Historical discoveries regularly come to light that continue to support the accuracy of the Bible. Merrill Unger, who compiled a Bible dictionary, wrote “Old Testament archaeology has rediscovered whole nations, resurrected important peoples, and in a most astonishing manner filled in historical gaps, adding immeasurably to the knowledge of Biblical backgrounds.”
The four Gospels of the Bible are bibliographical accounts of the life of Jesus. Some of the earliest manuscript fragments of the New Testament were written between 50-100 AD.
Example of an Early Manuscript
All the text of 1 Peter and 2 Peter
The normal objective measure of the reliability of historical documents is: 1) The number of available copies of ancient manuscripts, and 2) The time span between the original version and the date of those copies still in existence today. When examined under this standard, the Bible provides a treasure trove of proof and evidence that Jesus really existed.
Jesus foresees what is about to happen to him. How can he possibly know that he is about to be captured, killed and then a few days later rise from the dead? And that a little later the Holy Spirit would descend on the apostles. How can Jesus possibly predict that and get it absolutely right, word for word. Jesus speaks with authority and predicts that what is foretold in the Old Testament is about to happen. Jesus can only be that confident and that right if he himself is intricately connected to God, the creator of all. There is no other plausible explanation. No amount of magic tricks can come up with something so powerful and so lasting, something so withstanding the test of time.

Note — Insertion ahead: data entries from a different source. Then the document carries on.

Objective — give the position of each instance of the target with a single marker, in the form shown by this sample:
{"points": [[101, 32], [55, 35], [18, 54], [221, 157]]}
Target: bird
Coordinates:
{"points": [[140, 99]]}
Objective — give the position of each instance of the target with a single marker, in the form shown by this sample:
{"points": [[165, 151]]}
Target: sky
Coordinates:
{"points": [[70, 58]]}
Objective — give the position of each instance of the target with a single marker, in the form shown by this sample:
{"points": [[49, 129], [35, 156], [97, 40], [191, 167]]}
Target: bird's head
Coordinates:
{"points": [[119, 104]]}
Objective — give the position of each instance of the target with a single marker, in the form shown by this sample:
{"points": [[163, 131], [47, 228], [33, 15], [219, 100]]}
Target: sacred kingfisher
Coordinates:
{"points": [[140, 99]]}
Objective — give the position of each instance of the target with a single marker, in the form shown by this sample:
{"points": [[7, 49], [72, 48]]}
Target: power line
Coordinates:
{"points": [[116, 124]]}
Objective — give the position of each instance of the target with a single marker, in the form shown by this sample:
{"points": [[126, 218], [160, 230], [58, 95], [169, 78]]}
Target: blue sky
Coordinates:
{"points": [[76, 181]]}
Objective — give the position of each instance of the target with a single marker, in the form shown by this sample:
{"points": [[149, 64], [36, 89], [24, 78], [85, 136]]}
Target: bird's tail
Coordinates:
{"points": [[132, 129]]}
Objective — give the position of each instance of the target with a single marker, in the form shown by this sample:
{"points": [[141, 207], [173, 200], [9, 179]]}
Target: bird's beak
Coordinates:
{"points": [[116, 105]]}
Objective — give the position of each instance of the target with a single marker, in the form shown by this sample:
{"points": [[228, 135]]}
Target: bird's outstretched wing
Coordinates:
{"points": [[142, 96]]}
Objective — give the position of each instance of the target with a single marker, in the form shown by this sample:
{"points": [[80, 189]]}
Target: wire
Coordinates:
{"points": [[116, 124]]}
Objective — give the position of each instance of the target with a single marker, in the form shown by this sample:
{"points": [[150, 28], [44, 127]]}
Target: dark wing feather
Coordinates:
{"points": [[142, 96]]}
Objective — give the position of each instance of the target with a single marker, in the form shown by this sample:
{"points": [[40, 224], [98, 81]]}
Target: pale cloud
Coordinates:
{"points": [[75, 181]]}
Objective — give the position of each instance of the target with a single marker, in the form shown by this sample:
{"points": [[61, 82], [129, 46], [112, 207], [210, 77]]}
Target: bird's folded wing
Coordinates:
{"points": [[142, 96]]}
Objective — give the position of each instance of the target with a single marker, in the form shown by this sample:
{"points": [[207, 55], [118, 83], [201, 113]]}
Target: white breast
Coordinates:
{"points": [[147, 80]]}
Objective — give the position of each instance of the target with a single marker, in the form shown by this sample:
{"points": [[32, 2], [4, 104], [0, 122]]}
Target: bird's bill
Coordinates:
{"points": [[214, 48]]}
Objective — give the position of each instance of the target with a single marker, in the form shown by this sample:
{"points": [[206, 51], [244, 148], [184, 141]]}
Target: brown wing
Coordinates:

Jesus made twelve appearances after his resurrection
- His first appearance was to Mary Magdalene, on that early Sunday morning (Mark 16:9; John 20:10-18).
- Jesus appeared to the women returning from the tomb (Matthew 28:9-10).
- Jesus appeared to two disciples on the road to Emmaus (Luke 24:13-32; Mark 16:12-13).
- He appeared to Peter in Jerusalem (Luke 24:34; 1 Corinthians 15:5).
- He appeared to his disciples and other followers, and also a second time to the two men from Emmaus, in a locked room in Jerusalem. The apostle Thomas wasn’t there at that time (Luke 24:36-43; John 20:19-23).
- A week later, Jesus again appeared to his disciples behind locked doors, and this time Thomas was present (John 20:24-29).
- Jesus appeared to seven of his disciples on the shore of the Sea of Galilee (John 21:1-24).
- Jesus was seen by 500 believers at one time (1 Corinthians 15:6).
- He appeared to James (1 Corinthians 15:7).
- He appeared to eleven disciples on a mountain in Galilee (Matt. 28:18-20).
- He walked with his disciples along the road to Bethany, on the Mount of Olives, and then ascended into Heaven (Luke 24:50-53).
- He was seen by Paul on the road to Damascus (Acts 9:3-6; 1 Corinthians 15:8).